As per RBI’s release on system-wide lending and deposit rates, fresh lending rates increased 10 bps mom in May 2019 to 9.9% led by a 20 bps increase for private banks. Term deposits have stabilised around 6.9%. Gap between outstanding loan and fresh loan rates was down 10 bps mom at 55 bps. With decrease in repo rate by 25 bps in April/May 2019 and drop in MCLR rates by some banks in June/July 2019, lending rates are yet to soften to reflect translation of repo to lending yields.

As per the latest RBI data, term deposit rates were broadly flat mom in May 2019 at 6.9% (up 15 bps y-o-y). Term deposit rates had seen strong upward movement from November 2017 to March 2018 by 20 bps to 6.7% but were flat thereafter with a marginal 15 bps rise until September 2018 to 6.8% and additional 10 bps over 3QFY19.

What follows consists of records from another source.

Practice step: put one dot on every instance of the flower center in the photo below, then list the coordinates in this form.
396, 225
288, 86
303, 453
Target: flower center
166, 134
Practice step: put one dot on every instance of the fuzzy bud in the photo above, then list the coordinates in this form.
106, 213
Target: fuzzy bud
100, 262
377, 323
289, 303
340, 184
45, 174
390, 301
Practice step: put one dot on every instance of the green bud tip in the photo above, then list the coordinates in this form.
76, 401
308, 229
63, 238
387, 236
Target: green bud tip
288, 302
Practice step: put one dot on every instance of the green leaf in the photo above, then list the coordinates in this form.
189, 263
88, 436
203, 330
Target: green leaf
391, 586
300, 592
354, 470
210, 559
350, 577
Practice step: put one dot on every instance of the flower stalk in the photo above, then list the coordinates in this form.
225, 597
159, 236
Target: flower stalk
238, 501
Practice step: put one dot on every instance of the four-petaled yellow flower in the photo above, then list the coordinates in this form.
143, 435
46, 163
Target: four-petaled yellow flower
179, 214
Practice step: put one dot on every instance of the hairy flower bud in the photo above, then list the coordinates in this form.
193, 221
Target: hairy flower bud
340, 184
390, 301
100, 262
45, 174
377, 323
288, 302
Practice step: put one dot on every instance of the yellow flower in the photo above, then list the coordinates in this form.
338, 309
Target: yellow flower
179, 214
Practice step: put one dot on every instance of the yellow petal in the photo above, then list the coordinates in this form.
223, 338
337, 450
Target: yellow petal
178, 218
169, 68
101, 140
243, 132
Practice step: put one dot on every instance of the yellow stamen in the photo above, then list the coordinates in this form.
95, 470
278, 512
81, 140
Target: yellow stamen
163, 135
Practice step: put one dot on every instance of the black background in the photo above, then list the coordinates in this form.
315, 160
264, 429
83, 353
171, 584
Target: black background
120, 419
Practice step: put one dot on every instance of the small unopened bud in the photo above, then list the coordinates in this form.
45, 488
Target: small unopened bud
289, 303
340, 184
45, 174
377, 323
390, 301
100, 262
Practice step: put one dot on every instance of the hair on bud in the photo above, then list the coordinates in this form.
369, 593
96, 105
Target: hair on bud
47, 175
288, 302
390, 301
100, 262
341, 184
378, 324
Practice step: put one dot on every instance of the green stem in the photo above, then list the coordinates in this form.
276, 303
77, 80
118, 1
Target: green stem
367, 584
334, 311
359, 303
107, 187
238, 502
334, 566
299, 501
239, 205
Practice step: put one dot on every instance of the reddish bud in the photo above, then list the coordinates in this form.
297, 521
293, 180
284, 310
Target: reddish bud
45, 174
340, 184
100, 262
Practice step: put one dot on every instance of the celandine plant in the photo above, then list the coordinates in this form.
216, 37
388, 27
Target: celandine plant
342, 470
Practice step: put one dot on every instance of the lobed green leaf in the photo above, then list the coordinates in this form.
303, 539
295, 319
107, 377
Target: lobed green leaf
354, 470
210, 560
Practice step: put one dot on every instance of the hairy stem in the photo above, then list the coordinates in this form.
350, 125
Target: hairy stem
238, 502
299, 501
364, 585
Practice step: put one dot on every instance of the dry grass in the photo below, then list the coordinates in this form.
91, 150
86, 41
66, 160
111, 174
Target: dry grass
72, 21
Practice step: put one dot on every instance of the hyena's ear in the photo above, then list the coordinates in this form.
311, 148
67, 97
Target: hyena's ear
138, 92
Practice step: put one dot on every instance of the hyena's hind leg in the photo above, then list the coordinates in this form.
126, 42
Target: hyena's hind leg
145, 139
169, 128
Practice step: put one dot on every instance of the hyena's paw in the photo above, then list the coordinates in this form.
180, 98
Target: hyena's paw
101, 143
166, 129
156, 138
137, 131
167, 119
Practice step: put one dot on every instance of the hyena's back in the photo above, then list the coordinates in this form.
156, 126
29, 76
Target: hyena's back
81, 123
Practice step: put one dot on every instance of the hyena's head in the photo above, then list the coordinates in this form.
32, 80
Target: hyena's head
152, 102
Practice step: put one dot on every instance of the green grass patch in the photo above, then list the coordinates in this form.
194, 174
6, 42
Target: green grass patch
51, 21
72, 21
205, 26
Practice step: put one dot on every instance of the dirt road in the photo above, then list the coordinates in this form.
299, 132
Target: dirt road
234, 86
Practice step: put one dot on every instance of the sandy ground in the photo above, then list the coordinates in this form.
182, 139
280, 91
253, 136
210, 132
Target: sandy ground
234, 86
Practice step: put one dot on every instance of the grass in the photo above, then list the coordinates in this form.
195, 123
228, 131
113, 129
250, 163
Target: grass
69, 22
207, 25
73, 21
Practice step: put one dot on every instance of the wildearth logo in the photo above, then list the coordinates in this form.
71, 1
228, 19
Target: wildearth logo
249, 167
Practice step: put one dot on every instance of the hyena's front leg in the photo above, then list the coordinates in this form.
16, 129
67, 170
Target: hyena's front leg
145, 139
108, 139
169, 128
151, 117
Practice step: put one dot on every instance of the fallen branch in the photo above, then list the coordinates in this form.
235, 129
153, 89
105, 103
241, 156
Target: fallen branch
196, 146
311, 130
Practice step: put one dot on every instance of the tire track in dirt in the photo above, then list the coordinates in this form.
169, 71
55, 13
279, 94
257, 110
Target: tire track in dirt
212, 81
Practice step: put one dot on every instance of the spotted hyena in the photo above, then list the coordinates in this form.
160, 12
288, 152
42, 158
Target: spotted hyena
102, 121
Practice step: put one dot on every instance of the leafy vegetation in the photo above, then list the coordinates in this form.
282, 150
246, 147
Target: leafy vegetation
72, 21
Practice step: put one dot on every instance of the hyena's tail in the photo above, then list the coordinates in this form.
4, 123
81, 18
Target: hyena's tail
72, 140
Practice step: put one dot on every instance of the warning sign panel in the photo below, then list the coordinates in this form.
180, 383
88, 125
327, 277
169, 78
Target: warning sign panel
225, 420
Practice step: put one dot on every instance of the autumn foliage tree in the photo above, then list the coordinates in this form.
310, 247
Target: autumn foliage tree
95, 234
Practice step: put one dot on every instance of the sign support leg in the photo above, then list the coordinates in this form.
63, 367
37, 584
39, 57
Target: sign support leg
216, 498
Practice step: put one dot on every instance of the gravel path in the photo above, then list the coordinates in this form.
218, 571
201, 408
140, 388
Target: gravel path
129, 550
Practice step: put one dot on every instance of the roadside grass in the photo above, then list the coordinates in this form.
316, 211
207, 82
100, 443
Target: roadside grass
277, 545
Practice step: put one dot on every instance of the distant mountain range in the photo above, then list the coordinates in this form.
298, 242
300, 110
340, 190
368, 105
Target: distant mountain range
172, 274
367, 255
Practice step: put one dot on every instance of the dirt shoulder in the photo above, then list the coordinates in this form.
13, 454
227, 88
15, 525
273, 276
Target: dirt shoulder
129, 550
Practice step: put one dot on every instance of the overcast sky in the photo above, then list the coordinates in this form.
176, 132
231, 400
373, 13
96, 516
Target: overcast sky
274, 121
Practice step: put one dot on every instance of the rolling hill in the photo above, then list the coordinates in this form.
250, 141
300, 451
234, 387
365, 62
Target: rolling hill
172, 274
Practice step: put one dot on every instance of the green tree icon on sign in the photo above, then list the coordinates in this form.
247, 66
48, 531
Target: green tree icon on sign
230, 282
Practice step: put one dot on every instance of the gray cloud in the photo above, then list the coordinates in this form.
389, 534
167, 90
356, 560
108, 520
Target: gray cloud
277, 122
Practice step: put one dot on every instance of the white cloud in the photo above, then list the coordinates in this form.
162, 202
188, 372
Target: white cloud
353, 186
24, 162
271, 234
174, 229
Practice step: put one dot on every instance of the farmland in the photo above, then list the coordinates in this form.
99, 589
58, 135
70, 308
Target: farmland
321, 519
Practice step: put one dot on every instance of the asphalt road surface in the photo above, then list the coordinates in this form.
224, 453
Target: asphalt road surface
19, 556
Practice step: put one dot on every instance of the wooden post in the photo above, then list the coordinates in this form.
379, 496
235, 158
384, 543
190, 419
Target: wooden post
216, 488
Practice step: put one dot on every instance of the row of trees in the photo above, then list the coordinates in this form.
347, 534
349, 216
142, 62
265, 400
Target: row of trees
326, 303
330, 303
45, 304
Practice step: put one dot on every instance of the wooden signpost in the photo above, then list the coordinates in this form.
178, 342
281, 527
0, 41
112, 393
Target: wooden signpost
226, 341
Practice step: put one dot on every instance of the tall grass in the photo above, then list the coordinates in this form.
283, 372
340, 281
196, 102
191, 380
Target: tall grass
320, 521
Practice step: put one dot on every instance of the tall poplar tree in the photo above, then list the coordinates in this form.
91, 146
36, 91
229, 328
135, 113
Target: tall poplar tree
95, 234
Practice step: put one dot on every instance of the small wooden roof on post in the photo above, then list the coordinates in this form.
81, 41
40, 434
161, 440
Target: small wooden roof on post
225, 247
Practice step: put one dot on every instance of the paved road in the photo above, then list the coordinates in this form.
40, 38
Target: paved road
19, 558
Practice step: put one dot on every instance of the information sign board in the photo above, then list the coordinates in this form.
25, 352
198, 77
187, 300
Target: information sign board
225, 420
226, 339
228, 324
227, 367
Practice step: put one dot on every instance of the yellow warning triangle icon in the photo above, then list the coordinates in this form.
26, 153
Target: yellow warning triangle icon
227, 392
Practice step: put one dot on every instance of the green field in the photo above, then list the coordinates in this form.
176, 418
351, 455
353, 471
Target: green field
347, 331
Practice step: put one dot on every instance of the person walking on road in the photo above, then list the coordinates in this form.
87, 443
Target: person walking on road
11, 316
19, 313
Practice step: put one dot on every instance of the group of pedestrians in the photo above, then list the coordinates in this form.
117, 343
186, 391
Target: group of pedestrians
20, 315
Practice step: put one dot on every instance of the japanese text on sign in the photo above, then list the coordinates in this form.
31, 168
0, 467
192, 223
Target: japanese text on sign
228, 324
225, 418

Wholesale deposit cost (as measured by CD rates) was flat mom in July 2019 after declining by 45bps in 1QFY20. Average term deposit rates are broadly similar to term deposit rates (1-2 years) offered by most banks today; slightly lower than rates offered by SFBs. Deposit rates have remained stable in recent times as banks have found it challenging to pass through rate cuts given their tight liquidity conditions.

With sticky deposit rates, the translation of repo cuts to loans is still not visible. Fresh lending rates increased 10 bps mom in May 2019 to 9.9%, suggesting there is still pricing power with banks as loan mix appears to be unchanged.

This was driven by 20 bps mom increase in fresh lending rates of private banks to 10.6% while it dropped 5 bps mom for PSU banks to 9.3%. Weighted average lending rates were flat mom (up 15 bps yoy) at 10.4%; broadly flat over the past nine months. Increase in MCLR rates slowed down in 4QFY19 post robust increase during May-September 2018 (Exhibits 4 and 5).

Some banks have decreased MCLR rates by 5-15 bps in March-May 2019. With deposit rates stable, a swift rise in MCLR rates is less likely. Additionally, focus will shift on rate of translation of decline in repo rates to lending yields.